This repository is the largest collection of SMTLIB floating point benchmarks (that we are aware of). It consists out of the SMTLIB competition benchmarks and two specific contributions from Martin's and Florian's work:
-
Randomly generated benchmarks largely focused on correctness checking
-
Hand-crafted benchmarks to explore interesting corners of the theory.
The repository also contains scripts to run and evaluate solvers.
Benchmarks with a name foo.smt2_something are the same benchmarks as
foo.smt2, but with a special encoding or minor changes so that
solver "something" can process it. When something = altergo it is
actually not SMT2 at all (since that solver cannot process SMTLIB) but
instead its own native input format. We include it here mainly for
reference because Alt-Ergo is still shipped with SPARK.
Hand-crafted problems produced by Florian during reviewing of papers, axioms, SPARK 2005 user rules, FP implementations, etc. This also contains various benchmarks from before the official theory was issued to explore some of the more obscure areas.
These are sorted into the various SMTLIB logics, but generally they use real literals for defining floating point (there is an open question if QF_FP includes these; Florian thinks so, but there is a valid argument to be made for not).
Allmost all of these are carefully annotated with SAT or UNSAT.
Randomly generated tests from PyMPF. These tests are similar to Wintersteiger's SMTLIB benchmarks, but they seem to cover more areas (i.e. we found bugs in Z3, MathSAT, CVC4, and COLIBRI with them).
All of these are automatically annotated with SAT or UNSAT.
Note
Currently disabled until they can be ported to SMTLIB 2.6
VCs from the public SPARK 2014 testsuite (compiling SPARK and executing the testsuite are non-trivial, so these benchmarks are filed here as a service to the community). These benchmarks use almost all logics available (no sets, no strings).
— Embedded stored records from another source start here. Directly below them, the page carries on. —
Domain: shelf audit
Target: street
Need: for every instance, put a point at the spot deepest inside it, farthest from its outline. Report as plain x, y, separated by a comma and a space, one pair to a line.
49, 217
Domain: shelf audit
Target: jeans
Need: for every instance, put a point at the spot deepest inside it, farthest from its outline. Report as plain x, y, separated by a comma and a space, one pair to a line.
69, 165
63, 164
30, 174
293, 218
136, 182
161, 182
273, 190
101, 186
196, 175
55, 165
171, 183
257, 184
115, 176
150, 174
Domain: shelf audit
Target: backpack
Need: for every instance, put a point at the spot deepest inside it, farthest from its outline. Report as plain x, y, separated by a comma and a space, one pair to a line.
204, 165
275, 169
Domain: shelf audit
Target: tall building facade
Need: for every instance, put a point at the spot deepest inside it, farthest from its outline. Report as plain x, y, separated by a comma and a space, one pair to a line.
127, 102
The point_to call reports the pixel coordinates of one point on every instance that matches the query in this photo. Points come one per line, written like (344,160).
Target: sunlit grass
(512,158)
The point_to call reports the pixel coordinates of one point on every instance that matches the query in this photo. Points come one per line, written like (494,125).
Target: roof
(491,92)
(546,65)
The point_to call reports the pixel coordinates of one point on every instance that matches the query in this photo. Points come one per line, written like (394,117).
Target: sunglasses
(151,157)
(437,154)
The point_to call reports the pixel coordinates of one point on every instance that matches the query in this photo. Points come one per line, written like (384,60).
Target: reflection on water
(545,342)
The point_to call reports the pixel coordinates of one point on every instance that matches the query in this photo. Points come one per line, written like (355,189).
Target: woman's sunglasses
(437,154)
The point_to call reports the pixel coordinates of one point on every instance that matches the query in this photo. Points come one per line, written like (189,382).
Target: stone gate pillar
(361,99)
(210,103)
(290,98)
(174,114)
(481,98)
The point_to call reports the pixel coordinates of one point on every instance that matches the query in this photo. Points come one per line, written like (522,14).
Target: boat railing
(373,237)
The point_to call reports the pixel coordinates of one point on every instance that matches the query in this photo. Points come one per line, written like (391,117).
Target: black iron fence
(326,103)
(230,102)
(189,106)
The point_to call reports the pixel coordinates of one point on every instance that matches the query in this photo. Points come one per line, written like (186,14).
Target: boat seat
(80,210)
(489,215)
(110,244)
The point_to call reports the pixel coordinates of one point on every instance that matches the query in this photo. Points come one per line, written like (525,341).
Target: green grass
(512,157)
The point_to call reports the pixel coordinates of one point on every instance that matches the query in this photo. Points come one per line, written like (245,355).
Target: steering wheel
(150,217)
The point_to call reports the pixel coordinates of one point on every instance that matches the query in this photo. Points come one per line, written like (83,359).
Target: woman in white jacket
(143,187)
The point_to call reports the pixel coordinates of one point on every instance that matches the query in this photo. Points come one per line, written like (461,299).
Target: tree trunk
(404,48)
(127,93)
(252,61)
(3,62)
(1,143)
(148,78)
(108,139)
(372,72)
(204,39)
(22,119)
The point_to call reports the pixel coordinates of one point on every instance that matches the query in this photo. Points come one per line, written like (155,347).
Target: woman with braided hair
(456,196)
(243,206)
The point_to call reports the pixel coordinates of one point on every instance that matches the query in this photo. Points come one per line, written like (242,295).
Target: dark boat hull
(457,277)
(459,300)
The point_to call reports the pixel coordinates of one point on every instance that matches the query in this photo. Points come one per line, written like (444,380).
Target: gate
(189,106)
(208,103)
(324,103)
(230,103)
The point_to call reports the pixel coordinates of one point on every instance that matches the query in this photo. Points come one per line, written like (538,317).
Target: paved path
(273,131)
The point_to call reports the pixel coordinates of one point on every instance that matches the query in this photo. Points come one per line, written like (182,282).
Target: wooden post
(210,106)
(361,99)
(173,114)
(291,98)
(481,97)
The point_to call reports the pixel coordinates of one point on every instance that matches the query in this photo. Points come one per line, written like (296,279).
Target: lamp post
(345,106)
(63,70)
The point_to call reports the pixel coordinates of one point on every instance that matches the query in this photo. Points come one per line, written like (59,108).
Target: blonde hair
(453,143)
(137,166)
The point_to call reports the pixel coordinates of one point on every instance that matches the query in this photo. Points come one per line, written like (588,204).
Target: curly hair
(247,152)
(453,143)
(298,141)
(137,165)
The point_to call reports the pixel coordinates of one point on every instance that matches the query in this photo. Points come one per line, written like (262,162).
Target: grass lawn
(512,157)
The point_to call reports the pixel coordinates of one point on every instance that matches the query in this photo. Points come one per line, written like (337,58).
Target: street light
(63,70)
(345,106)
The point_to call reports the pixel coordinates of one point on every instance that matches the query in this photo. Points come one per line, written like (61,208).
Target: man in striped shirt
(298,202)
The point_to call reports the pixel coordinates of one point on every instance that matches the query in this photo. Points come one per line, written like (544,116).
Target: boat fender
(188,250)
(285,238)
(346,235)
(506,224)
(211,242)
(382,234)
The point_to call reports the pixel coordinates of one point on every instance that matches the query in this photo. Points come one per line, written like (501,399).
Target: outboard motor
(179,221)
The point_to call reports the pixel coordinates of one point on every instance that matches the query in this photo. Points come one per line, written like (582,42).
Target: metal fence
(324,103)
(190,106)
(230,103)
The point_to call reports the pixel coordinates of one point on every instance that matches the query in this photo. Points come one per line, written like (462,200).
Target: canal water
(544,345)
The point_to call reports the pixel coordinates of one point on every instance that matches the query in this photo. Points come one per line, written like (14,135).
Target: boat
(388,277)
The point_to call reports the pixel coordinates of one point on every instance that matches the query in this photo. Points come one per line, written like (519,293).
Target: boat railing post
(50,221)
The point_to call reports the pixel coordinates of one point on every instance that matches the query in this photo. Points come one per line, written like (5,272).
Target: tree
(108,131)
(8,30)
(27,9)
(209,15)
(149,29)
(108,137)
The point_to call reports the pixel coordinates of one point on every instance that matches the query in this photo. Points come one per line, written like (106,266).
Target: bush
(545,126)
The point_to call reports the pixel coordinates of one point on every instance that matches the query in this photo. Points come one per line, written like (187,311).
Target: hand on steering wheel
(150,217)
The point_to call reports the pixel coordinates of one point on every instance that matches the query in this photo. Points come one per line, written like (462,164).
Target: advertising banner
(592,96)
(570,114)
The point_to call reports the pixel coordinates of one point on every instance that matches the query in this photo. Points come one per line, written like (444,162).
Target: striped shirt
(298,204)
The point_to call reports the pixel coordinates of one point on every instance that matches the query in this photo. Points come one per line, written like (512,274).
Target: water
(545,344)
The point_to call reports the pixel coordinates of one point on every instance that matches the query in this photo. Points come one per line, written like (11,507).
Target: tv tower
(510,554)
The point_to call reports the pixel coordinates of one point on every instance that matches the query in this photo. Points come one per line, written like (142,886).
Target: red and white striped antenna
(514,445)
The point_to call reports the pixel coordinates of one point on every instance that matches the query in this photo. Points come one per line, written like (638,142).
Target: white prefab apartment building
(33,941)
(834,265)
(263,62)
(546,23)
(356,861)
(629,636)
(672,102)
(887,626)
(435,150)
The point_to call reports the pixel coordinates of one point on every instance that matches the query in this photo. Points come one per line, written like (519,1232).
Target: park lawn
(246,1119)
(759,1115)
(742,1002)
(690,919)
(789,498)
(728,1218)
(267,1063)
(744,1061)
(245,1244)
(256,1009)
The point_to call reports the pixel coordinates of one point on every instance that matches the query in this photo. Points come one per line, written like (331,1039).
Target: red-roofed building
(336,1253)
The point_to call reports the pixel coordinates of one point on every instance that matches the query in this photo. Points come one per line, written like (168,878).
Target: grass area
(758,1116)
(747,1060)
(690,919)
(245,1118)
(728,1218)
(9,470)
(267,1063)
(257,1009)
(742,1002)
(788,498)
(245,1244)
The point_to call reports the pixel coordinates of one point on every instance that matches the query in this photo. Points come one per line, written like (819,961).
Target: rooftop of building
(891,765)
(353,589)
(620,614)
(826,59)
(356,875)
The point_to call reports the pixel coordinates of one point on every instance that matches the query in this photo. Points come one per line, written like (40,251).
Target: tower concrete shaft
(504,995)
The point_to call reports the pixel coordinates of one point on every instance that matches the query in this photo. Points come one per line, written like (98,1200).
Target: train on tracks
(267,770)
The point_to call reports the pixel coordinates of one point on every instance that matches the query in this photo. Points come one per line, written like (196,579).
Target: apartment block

These are all benchmarks from the SPARK testsuite, many are trivial. However, there is almost no annotation as to status. We've also included various dialects where appropriate, so that we can produce overall cactus plots.
-
The basic .smt2 files will be for CVC4, using the floating point theory
-
.smt2_oldfp will be for CVC4, but using the old floating point encoding (reals + round) that was used by SPARK before we started on this work.
Note
Currently disabled until they can be ported to SMTLIB 2.6
These focus specifically on floats, it is a subset of the above benchmarks. (Any benchmark that did not contain at least a floating point type or some floating point operator is stripped out.) Different dialects for different solvers are included (where necessary).
-
AUFBVFPDTNIRA These are all benchmarks that use floats. Some are annotated with UNSAT (where we believe that the original Ada code did not contain errors), many are unknown and there are no SAT annotations.
-
QF_AUFBVFPNIRA These are the same benchmarks above, but quantifier- and datatype-free. They have been made quantifier-free by simply ripping out all quantifiers, so many of them will likely be SAT, but some remain UNSAT.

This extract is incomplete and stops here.